Assessing End of Life Communication in Intensive Care Patients Using Conceptual Framework and Quality Indicators
End of Life Communication
Keywords:End of Life Communication
Most deaths in Canada occur in hospitals, and almost one in five occurs in intensive care units (ICUs). The goal of this study is to assess the quality of end-of-life (EOL) communication in two important groups in intensive care in Winnipeg: (i) those who live in personal care homes (PCH) and (ii) those with severe cardiovascular and/or respiratory failure placed on an artificial life support called extracorporeal membrane oxygenation (ECMO).
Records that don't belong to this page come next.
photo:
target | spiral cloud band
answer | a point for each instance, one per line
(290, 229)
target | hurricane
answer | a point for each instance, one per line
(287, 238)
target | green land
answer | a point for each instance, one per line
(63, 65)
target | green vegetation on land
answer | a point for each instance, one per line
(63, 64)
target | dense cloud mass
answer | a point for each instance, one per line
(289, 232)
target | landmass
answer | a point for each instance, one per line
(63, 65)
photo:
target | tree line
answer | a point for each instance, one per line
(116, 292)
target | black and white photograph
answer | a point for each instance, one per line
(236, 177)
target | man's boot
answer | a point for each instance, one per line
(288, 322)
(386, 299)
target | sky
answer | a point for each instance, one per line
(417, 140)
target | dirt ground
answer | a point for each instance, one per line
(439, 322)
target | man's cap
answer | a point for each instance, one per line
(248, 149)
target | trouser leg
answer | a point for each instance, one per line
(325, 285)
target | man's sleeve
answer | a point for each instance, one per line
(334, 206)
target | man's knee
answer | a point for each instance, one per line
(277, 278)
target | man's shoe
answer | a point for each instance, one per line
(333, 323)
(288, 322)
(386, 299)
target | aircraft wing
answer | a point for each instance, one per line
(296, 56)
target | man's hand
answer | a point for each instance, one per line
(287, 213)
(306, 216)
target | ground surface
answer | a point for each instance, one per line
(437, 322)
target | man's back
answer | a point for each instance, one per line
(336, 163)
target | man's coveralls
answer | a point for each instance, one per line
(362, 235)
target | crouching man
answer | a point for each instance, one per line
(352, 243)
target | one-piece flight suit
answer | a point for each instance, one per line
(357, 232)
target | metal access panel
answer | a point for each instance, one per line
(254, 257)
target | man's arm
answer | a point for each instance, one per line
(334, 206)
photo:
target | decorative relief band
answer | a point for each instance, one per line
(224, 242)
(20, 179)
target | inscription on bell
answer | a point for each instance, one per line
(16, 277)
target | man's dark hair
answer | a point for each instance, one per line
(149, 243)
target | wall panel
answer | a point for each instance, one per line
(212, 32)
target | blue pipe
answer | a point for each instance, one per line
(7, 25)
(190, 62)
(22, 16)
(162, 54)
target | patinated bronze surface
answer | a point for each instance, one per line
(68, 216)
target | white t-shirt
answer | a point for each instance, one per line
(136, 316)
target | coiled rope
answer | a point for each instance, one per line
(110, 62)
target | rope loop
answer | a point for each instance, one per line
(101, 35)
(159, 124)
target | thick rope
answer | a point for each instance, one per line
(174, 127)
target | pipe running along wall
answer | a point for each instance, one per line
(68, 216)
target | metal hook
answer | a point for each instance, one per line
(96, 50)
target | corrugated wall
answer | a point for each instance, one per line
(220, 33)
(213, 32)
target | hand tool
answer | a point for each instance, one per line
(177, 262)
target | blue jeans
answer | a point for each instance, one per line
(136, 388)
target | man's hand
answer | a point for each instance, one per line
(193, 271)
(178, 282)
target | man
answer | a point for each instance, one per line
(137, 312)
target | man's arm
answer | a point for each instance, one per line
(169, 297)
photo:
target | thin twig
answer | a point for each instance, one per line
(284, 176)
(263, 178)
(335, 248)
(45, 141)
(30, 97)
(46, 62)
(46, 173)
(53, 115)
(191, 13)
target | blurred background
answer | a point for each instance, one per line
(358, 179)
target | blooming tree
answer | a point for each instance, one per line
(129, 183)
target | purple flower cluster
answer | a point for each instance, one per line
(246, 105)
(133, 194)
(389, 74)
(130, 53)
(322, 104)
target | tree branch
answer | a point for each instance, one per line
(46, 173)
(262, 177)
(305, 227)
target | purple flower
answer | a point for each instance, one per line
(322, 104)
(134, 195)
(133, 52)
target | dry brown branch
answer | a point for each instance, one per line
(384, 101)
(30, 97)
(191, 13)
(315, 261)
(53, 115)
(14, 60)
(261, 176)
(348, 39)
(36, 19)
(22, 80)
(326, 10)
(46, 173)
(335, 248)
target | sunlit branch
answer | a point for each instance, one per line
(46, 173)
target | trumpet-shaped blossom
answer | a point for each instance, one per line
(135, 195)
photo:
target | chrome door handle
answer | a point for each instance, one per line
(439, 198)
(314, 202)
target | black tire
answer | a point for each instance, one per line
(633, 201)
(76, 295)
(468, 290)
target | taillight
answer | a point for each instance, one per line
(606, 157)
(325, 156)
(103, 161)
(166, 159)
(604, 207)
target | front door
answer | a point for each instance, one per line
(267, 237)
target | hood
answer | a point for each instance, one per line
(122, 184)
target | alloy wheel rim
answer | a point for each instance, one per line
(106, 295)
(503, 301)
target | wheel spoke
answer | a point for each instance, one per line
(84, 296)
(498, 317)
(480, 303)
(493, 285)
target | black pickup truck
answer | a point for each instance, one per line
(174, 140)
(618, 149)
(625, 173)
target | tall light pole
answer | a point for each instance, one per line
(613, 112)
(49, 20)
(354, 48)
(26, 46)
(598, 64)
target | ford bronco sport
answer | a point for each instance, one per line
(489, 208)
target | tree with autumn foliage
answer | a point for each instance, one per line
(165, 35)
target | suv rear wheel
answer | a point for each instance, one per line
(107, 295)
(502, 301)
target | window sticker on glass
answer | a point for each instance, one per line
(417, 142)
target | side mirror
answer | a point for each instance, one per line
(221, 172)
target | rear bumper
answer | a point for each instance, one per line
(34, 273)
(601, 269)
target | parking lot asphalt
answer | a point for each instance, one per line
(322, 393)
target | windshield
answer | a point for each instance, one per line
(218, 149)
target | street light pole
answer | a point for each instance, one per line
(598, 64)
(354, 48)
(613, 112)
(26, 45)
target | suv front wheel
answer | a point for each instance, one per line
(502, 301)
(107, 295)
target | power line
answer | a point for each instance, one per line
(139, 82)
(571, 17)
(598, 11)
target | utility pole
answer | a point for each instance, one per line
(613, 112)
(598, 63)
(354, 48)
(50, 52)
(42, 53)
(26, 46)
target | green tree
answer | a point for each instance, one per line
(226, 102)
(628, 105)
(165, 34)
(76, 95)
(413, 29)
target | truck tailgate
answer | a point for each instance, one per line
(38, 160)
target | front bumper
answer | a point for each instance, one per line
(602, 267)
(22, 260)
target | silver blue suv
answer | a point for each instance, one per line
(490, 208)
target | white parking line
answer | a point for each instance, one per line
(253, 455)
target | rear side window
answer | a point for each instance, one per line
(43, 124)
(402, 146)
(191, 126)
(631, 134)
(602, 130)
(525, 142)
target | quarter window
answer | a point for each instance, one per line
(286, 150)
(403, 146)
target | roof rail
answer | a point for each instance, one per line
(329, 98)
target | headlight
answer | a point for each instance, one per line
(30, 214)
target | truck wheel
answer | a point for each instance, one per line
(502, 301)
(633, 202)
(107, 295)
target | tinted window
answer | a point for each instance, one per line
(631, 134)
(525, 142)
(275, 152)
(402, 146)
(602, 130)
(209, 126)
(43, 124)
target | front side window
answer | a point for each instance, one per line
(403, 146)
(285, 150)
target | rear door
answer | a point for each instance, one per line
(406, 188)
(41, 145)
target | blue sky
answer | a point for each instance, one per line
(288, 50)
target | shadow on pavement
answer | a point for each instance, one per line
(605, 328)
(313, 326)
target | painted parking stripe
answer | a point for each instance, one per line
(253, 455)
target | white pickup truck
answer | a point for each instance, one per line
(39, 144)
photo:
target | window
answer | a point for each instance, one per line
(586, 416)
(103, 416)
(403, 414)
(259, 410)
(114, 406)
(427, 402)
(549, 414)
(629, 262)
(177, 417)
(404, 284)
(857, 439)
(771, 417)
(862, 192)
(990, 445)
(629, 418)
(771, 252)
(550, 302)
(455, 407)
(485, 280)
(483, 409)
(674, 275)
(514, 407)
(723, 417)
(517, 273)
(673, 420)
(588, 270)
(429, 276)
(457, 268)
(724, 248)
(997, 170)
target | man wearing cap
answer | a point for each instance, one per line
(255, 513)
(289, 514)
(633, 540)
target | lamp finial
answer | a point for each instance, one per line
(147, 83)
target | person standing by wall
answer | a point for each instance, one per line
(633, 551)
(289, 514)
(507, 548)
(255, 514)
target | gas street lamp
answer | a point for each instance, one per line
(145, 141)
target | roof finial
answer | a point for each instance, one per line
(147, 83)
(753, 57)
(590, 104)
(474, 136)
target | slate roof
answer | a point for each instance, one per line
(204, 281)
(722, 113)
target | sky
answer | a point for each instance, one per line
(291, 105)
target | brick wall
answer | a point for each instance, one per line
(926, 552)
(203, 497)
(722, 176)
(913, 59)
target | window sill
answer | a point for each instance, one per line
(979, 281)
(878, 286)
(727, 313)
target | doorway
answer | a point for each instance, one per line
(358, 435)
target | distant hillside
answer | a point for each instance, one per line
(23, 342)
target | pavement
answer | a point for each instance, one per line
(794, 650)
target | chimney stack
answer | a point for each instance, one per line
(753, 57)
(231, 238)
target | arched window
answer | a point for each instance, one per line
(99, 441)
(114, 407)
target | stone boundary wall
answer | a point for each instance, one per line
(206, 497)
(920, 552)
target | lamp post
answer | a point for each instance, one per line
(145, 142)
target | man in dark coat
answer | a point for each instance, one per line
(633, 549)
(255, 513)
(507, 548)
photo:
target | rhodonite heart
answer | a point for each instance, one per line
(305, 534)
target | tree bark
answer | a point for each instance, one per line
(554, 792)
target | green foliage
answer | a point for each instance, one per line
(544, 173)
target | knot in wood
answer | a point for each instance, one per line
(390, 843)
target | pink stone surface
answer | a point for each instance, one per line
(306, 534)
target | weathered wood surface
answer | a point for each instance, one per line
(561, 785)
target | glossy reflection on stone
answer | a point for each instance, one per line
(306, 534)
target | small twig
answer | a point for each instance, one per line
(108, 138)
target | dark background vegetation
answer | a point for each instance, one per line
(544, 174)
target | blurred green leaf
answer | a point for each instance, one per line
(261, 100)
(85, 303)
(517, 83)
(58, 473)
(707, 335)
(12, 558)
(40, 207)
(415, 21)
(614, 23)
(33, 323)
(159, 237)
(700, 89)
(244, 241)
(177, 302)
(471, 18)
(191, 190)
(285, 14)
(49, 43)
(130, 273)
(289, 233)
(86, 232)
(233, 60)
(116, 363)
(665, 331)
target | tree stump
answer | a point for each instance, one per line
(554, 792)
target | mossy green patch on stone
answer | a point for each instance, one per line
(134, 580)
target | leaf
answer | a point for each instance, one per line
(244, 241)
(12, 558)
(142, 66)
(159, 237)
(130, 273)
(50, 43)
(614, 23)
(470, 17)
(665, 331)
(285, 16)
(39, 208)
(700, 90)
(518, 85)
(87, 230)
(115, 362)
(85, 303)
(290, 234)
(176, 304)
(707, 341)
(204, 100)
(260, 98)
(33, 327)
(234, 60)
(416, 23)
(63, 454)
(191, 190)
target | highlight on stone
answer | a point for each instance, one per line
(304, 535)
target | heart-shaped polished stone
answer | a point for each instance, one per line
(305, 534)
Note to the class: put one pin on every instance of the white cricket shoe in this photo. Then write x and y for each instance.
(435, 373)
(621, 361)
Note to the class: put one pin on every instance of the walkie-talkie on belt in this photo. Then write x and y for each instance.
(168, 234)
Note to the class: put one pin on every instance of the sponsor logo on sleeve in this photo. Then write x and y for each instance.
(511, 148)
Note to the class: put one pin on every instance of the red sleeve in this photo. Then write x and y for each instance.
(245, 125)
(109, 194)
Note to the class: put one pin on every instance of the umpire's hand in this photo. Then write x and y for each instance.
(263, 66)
Two domains of EOL communication were studied: Goals of Care Discussion (GOCD) and Documentation. We used a validated conceptual framework for the quality of EOL communication and documentation, operationalized by 18 specific quality indicators (QIs). We performed a retrospective, manual review of hospital charts (107 charts from the PCH subgroup and 103 charts from the ECMO subgroup) to extract these QIs. Overall, the quality of EOL communication and documentation was low. Despite the ECMO cohort being the sicker group with worse in-hospital mortality rates, the quality of EOL communication was significantly worse compared to PCH group. Quality of EOL communication was highly influenced by patient physiologic status adjusted for age, sex, year of admission, disease category, socioeconomic quintile and urban status.